9. LAWRENCE WILL GO TO OXFORD and become a real scholar, which is a great thing and a noble. He will combine the new and the old, and show how much better the world would have been if it had stuck to Hellenism. You are dreaming of the schoolboy who does not follow up his work, or becomes a mere poll man. Good enough for parsons, not for men. LAWRENCE WILL GO TO OXFORD.

Ever your aggrawatin'

Pa.

[Like the old Greek sage and statesman, my father might have declared that old age found him ever learning. Not indeed with the fiery earnestness of his young days of stress and storm; but with the steady advance of a practised worker who cannot be unoccupied. History and philosophy, especially biblical criticism, composed his chief reading in these later years.

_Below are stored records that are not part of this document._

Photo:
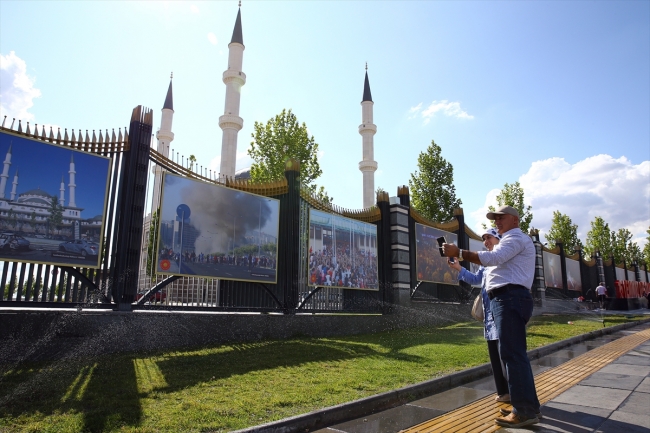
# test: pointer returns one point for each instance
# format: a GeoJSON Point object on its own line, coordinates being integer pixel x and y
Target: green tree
{"type": "Point", "coordinates": [646, 249]}
{"type": "Point", "coordinates": [634, 254]}
{"type": "Point", "coordinates": [513, 195]}
{"type": "Point", "coordinates": [56, 214]}
{"type": "Point", "coordinates": [433, 193]}
{"type": "Point", "coordinates": [599, 238]}
{"type": "Point", "coordinates": [152, 243]}
{"type": "Point", "coordinates": [562, 228]}
{"type": "Point", "coordinates": [282, 138]}
{"type": "Point", "coordinates": [620, 241]}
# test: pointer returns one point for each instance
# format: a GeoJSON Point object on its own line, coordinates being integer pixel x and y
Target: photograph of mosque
{"type": "Point", "coordinates": [212, 231]}
{"type": "Point", "coordinates": [52, 202]}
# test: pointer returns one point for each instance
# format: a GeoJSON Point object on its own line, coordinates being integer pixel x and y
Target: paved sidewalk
{"type": "Point", "coordinates": [614, 398]}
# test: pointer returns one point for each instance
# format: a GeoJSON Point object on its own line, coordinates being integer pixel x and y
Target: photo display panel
{"type": "Point", "coordinates": [342, 252]}
{"type": "Point", "coordinates": [429, 265]}
{"type": "Point", "coordinates": [52, 203]}
{"type": "Point", "coordinates": [552, 270]}
{"type": "Point", "coordinates": [212, 231]}
{"type": "Point", "coordinates": [573, 280]}
{"type": "Point", "coordinates": [620, 274]}
{"type": "Point", "coordinates": [475, 245]}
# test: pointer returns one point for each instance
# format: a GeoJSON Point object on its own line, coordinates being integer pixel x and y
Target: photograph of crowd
{"type": "Point", "coordinates": [573, 280]}
{"type": "Point", "coordinates": [212, 231]}
{"type": "Point", "coordinates": [342, 252]}
{"type": "Point", "coordinates": [552, 271]}
{"type": "Point", "coordinates": [430, 266]}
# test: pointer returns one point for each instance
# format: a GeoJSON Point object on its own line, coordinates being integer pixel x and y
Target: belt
{"type": "Point", "coordinates": [503, 289]}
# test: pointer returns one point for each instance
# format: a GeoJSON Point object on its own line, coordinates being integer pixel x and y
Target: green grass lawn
{"type": "Point", "coordinates": [234, 386]}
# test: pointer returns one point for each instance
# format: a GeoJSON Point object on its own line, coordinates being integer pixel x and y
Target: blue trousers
{"type": "Point", "coordinates": [511, 311]}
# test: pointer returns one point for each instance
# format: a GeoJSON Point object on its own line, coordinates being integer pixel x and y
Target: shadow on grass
{"type": "Point", "coordinates": [105, 389]}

Fortune had ceased her buffets; broken health was restored; and from his resting-place among his books and his plants he watched keenly the struggle which had now passed into other hands, still ready to strike a blow if need be, or even, on rare occasions, to return to the fighting line, as when he became a leader in the movement for London University reform.

His days at Eastbourne, then, were full of occupation, if not the occupation of former days. The day began as early; he never relaxed from the rule of an eight o'clock breakfast. Then a pipe and an hour and a half of letter-writing or working at an essay. Then a short expedition around the garden, to inspect the creepers, tend the saxifrages, or see how the more exposed shrubs could best be sheltered from the shrivelling winds. The gravelled terrace immediately behind the house was called the Quarterdeck; it was the place for a brisk patrolling in uncertain weather or in a north wind. In the lower garden was a parallel walk protected from the south by a high double hedge of cypress and golden elder, designed for shelter from the summer sun and southerly winds.

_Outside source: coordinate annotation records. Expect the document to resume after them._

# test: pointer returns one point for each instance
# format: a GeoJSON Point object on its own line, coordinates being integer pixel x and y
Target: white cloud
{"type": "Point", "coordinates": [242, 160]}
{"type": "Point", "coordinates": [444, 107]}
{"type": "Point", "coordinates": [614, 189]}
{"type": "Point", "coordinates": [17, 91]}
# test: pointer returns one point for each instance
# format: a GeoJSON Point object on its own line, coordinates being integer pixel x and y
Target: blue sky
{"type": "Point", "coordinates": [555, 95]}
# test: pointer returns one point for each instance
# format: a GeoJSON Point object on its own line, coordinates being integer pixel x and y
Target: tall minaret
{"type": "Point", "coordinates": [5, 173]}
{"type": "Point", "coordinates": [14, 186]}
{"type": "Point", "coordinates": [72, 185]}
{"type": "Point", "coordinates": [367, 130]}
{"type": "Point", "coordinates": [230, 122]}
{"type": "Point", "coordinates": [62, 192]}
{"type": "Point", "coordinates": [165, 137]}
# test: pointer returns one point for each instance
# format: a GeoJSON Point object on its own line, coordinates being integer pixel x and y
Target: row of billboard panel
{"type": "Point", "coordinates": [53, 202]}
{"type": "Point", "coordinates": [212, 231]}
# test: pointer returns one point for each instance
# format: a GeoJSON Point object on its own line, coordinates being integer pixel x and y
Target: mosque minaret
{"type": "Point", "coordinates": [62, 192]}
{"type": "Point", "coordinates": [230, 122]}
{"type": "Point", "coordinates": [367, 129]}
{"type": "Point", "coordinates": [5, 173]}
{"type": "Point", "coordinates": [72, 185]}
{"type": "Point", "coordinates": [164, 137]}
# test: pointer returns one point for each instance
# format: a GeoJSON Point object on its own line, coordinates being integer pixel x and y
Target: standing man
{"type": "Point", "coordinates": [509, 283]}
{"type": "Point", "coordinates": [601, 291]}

Then would follow another spell of work till near one o'clock; the weather might tempt him out again before lunch; but afterwards he was certain to be out for an hour or two from half-past two. However hard it blew, and Eastbourne is seldom still, the tiled walk along the sea-wall always offered the possibility of a constitutional. But the high expanse of the Downs was his favourite walk. The air of Beachy Head, 560 feet up, was an unfailing tonic. In the summer he used to keep a look-out for the little flowers of the short, close turf of the chalk which could remind him of his Alpine favourites, in particular the curious phyteuma; and later on, in the folds of the hills where he had marked them, the English Gentians.

After his walk, a cup of tea was followed by more reading or writing till seven; after dinner another pipe, and then he would return to my mother in the drawing-room, and settle down in his particular armchair, with some tough volume of history or theology to read, every now and again scoring a passage for future reference, or jotting a brief note on the margin. At ten he would migrate to the study for a final smoke before going to bed.

Such was his routine, broken by occasional visits to town on business, for he was still Dean of the Royal College of Science and a trustee of the British Museum. Old friends came occasionally to stay for a few days, and tea-time would often bring one or two of the small circle of friends whom he had made in Eastbourne. These also he occasionally visited, but he scarcely ever dined out. The talking was too tiring.

The change to Eastbourne cut away a whole series of interests, but it imported a new and very strong one into my father's life. His garden was not only a convenient ambulatory, but, with its growing flowers and trees, became a novel and intense pleasure, until he began] "to think with Candide that 'Cultivons notre jardin' comprises the whole duty of man."